Inaugurato un anno fa il servizio autobus fra il Kashmir indiano e quello pachistano
A un anno dalla sua
inaugurazione, il servizio autobus fra il Kashmir indiano e quello pachistano
ha trasportato meno di mille persone, ma resta comunque un simbolo di pace e di
speranza per popolazioni divise da sessant’anni di tensioni. Secondo le stime
ufficiali, dal 7 aprile scorso, quando il primo bus attraversò la Linea di
controllo (Loc), la frontiera ultra-militarizzata che divide in due questa
piccola regione himalayana, su 5240 richiedenti il permesso di viaggio nella
parte indiana, solo 311 lo hanno ottenuto, mentre in quella pachistana sono
partiti in 505. Pochi fortunati che hanno potuto così riabbracciare i parenti
che non vedevano dal 1947, anno in cui il Kashmir fu diviso e in cui nacquero
l’India e il Pakistan di oggi.

Delusione. “Il lancio del servizio è stato una grande presa in giro”, ha
detto all’Afp Mohammed Din, un anziano signore di 71 anni che abita a Uri,
cittadina del Kashmir indiano vicina alla Loc. Sono già passati sei mesi,
infatti, da quando ha fatto domanda per andare in Pakistan a trovare il figlio.

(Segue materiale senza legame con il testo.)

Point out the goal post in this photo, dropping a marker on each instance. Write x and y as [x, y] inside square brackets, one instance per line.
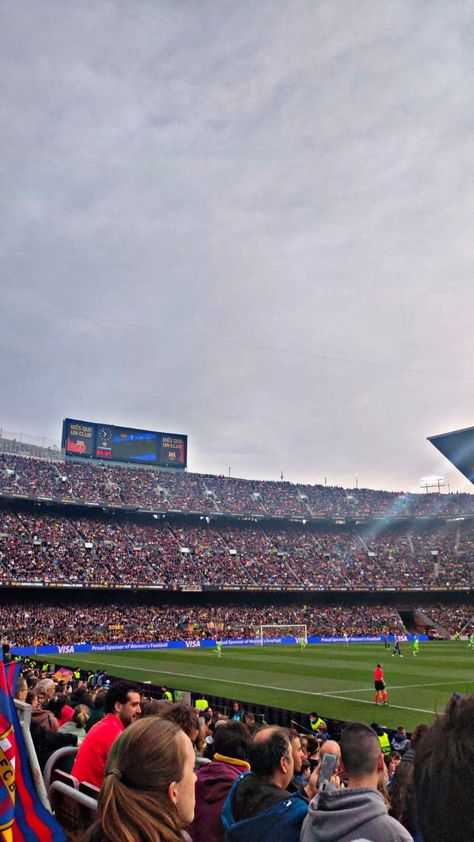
[298, 631]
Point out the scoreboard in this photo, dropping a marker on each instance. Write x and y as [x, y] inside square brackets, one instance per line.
[124, 444]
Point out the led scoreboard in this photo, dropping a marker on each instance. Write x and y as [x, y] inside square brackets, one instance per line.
[124, 444]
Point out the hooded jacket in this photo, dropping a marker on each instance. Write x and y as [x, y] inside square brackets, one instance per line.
[344, 815]
[258, 810]
[213, 784]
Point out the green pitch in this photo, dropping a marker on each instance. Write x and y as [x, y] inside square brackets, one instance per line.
[335, 680]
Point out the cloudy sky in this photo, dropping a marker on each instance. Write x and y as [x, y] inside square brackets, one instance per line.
[249, 222]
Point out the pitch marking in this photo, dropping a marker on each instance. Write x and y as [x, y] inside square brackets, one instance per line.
[257, 686]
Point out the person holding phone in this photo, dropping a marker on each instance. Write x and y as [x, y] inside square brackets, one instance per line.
[358, 811]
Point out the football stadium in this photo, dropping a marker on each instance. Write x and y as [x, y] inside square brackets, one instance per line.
[236, 441]
[277, 601]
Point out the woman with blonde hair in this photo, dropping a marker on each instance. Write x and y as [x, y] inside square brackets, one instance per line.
[148, 790]
[77, 725]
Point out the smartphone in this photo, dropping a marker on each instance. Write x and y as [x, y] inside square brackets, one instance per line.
[328, 767]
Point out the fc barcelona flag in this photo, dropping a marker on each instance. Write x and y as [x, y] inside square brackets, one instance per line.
[22, 816]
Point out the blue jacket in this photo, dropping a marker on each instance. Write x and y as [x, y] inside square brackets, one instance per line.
[279, 823]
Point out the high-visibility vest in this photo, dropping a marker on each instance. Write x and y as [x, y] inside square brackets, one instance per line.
[384, 743]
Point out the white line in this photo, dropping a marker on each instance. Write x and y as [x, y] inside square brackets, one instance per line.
[258, 686]
[404, 686]
[365, 702]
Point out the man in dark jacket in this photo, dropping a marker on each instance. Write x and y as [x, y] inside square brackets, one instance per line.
[259, 805]
[358, 812]
[214, 780]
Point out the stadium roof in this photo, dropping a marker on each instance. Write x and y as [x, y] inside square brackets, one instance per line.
[458, 447]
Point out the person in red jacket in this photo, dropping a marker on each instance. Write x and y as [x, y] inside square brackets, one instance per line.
[379, 684]
[122, 707]
[215, 779]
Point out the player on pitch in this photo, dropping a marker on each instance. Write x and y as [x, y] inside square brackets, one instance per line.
[379, 684]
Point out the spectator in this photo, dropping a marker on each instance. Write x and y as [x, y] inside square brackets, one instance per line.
[236, 713]
[342, 815]
[21, 688]
[402, 798]
[97, 712]
[215, 779]
[45, 740]
[186, 717]
[59, 706]
[400, 741]
[259, 805]
[122, 707]
[444, 770]
[148, 791]
[77, 724]
[46, 689]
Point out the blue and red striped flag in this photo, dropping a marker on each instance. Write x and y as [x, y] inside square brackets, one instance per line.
[23, 818]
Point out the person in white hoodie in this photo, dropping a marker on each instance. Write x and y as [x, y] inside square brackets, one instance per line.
[346, 815]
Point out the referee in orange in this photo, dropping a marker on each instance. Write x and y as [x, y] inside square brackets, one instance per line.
[379, 684]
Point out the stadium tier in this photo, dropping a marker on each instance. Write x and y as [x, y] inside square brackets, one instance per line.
[166, 491]
[80, 525]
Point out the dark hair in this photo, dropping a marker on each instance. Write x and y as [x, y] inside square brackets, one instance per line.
[360, 749]
[232, 740]
[186, 717]
[444, 762]
[157, 707]
[56, 704]
[266, 749]
[100, 697]
[81, 715]
[31, 696]
[402, 797]
[313, 745]
[418, 733]
[118, 692]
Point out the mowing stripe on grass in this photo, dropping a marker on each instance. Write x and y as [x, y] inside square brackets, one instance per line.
[395, 687]
[258, 686]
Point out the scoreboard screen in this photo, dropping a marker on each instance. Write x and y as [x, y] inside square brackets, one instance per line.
[79, 439]
[124, 444]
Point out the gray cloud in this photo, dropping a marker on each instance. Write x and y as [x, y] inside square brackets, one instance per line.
[194, 192]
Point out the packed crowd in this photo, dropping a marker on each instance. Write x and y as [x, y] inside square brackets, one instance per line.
[105, 550]
[114, 485]
[168, 772]
[33, 623]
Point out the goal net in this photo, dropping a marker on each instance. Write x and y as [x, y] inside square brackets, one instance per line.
[299, 632]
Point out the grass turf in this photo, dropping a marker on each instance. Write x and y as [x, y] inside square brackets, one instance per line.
[335, 680]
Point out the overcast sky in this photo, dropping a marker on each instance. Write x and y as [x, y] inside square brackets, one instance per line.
[251, 222]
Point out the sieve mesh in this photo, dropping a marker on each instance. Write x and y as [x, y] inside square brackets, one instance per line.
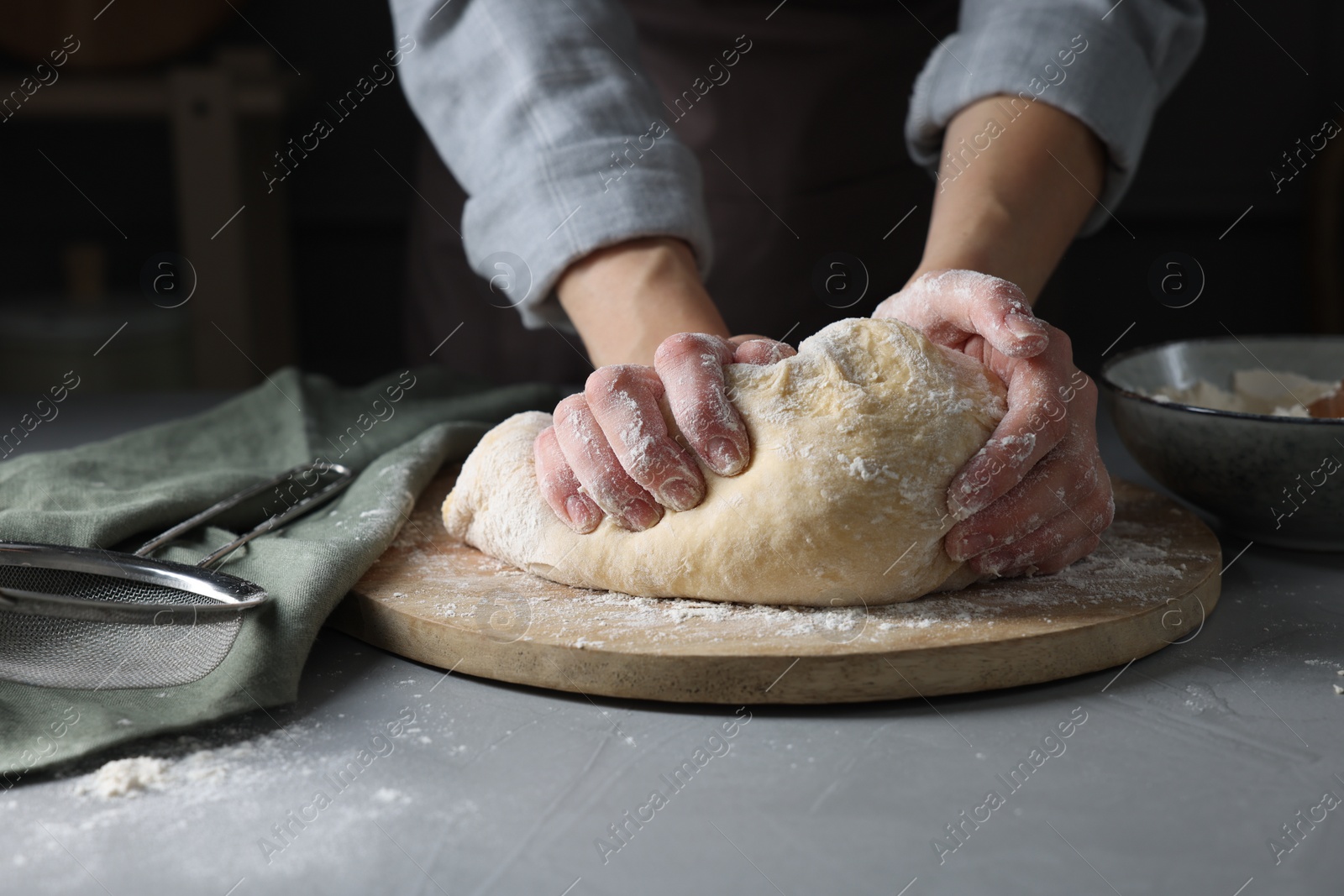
[178, 647]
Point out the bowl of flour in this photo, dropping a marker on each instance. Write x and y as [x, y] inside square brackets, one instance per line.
[1226, 423]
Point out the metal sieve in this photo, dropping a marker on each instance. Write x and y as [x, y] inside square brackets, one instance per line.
[92, 618]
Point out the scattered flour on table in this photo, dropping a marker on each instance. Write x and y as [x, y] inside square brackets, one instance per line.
[125, 778]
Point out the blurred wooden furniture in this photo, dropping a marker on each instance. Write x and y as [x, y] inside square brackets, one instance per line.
[226, 118]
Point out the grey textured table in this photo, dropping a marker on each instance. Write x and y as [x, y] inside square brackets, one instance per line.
[1187, 765]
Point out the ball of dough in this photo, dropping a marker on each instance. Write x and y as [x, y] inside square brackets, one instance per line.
[853, 443]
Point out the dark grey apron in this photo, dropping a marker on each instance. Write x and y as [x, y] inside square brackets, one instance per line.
[812, 123]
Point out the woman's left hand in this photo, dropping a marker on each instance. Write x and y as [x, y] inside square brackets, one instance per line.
[1038, 496]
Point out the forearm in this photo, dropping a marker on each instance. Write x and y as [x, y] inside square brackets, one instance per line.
[625, 300]
[1010, 208]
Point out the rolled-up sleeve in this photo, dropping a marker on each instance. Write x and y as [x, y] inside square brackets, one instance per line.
[1135, 54]
[543, 114]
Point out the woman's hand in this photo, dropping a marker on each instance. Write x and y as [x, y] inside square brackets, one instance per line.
[609, 450]
[1037, 497]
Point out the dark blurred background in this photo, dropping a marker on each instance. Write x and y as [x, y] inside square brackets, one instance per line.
[158, 127]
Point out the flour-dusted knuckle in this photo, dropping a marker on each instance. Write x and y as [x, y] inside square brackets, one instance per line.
[853, 443]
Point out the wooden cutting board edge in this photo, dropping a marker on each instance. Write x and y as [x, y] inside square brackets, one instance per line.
[819, 673]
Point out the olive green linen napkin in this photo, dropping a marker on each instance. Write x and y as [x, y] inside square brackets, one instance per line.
[394, 434]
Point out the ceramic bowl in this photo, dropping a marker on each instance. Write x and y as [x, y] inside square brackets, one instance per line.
[1274, 479]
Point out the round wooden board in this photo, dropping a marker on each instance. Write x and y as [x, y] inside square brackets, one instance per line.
[434, 600]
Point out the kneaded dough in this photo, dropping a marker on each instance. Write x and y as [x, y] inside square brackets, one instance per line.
[853, 443]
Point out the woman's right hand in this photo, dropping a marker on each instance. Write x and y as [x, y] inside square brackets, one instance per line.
[609, 452]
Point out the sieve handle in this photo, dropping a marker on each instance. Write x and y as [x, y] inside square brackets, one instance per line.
[344, 476]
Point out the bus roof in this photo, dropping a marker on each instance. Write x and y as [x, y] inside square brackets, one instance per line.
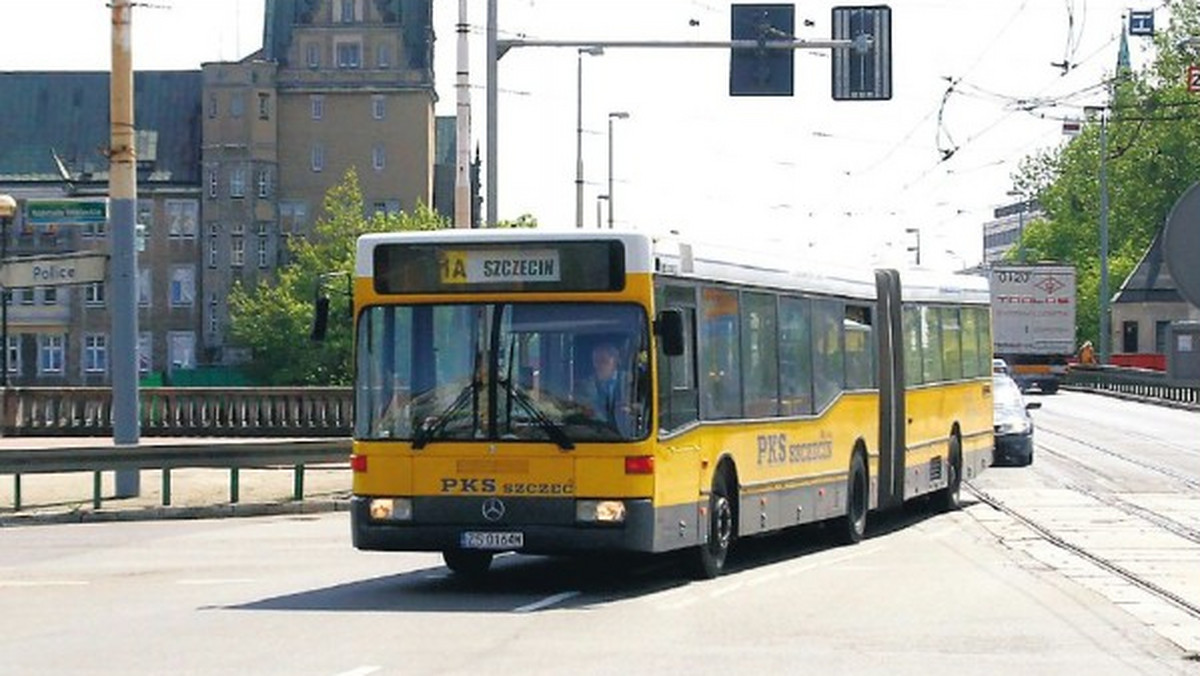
[711, 262]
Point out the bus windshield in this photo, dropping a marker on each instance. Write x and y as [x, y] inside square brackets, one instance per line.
[558, 372]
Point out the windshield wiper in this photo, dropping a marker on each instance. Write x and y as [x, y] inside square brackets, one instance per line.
[424, 432]
[553, 430]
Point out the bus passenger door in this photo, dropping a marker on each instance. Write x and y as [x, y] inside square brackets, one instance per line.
[892, 389]
[679, 478]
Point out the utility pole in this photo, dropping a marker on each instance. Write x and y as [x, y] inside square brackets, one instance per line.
[123, 190]
[1105, 329]
[462, 205]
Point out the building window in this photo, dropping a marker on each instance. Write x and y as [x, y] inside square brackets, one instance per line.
[13, 353]
[144, 287]
[183, 286]
[214, 324]
[238, 183]
[51, 353]
[349, 55]
[293, 216]
[214, 243]
[181, 217]
[238, 252]
[95, 353]
[264, 183]
[181, 350]
[94, 294]
[145, 352]
[262, 251]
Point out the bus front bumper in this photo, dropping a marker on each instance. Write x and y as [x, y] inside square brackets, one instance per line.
[546, 526]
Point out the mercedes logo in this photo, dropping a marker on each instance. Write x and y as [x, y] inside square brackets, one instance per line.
[493, 509]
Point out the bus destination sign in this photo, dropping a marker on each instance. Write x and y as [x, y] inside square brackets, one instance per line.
[493, 267]
[487, 267]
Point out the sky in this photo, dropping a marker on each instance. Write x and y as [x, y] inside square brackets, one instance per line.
[804, 174]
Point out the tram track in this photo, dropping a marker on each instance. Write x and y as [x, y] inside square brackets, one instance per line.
[1123, 456]
[1049, 536]
[1116, 502]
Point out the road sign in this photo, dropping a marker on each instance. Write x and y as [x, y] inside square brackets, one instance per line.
[53, 270]
[863, 72]
[66, 211]
[762, 71]
[1141, 22]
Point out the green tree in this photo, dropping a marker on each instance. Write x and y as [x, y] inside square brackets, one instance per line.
[1152, 156]
[274, 318]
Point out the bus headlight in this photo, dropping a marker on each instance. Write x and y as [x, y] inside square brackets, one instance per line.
[390, 509]
[600, 510]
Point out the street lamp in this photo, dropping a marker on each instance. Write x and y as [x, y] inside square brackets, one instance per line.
[915, 249]
[616, 115]
[579, 130]
[7, 208]
[599, 199]
[1020, 223]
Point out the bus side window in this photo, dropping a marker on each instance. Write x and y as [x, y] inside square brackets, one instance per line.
[678, 396]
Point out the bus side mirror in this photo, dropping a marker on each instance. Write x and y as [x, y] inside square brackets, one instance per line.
[669, 328]
[321, 318]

Anche Mussadar Budoo, 21 anni, non vede l’ora di fare questo viaggio lungo
quattro ore dalla capitale estiva del Kashmir indiano, Srinagar, a quella del
Kashmir pachistano, Muzaffarabad, attraverso montagne innevate e il ghiacciato
fiume
Sutlej. Lui il permesso l’ha chiesto ormai un anno fa. In questo periodo, del
resto, la macchina burocratica è stata rallentata dai disaccordi tra le
autorità indiane e pachistane sul tipo di documenti che i passeggeri dovevano
presentare.
L’India in un primo momento aveva preteso passaporti al posto di semplici carte
di identità, per evitare facili infiltrazioni dei ribelli islamici nel suo
territorio.
La guerra. Dal 1989 è in corso nel Kashmir indiano un’insurrezione
separatista di militanti musulmani, in gran parte provenienti e sostenuti dal
Pakistan. Per combatterli, Nuova Delhi ha inviato circa 40mila soldati, che
quasi ogni giorno si scontrano con i ribelli e si macchiano di gravi violazioni
dei diritti umani. Ai frequenti attentati compiuti dai guerriglieri, si
aggiungono così imboscate, retate, esecuzioni sommarie dell’esercito. I morti,
tra i quali anche molti civili innocenti, sono decine alla settimana, in uno
stillicidio che ricorda molto – per frequenza di vittime – le guerre mediorientali
di Afghanistan e Iraq.
Un segno di speranza. Secondo gli analisti, tuttavia, il servizio
di autobus è un segno che i negoziati fra Nuova Delhi e Islamabad stanno
andando avanti. “Il bus magari non trasporta abbastanza passeggeri, ma di certo
trasporta la speranza che India e Pakistan continueranno il processo di pace”,
ha dichiarato sempre all’Afp Muslim Jan, professore di comunicazioni di massa
alla Kashmir University. Le due potenze nucleari hanno cominciato a dialogare
nell’aprile 2003, quando l’ex primo ministro indiano Atal Mehari Vajpayee ha
offerto “una mano di amicizia” al Pakistan. Si è evitata così una quarta guerra
fra i due Paesi, dopo che i militanti islamici avevano attaccato il parlamento
indiano nel 2001. Nuova Delhi aveva accusato Islamabad di aver appoggiato i
terroristi, rompendo ogni legame diplomatico e commerciale con il Pakistan. Poi, nel novembre 2003, il
primo vero segno di distensione, con la proclamazione del cessate il fuoco
bilaterale lungo la Loc e l’avvio di trattative che continuano tuttora.
Il terremoto. Per due mesi, inoltre, la linea autobus è
rimasta interrotta a causa del terremoto che ha colpito il Pakistan
nord-occidentale e il Kashmir l’8 ottobre scorso. Si è lavorato molto per
ripulire le strade e ricostruire i ponti crollati per il fortissimo sisma, che
ha causato almeno 73mila morti in Pakistan e 1400 nel Kashmir indiano. A
dicembre le corse sono riprese e l’ultimo autobus è partito, tra mille
difficoltà, il 30 marzo scorso, ma con solo 4 persone a bordo.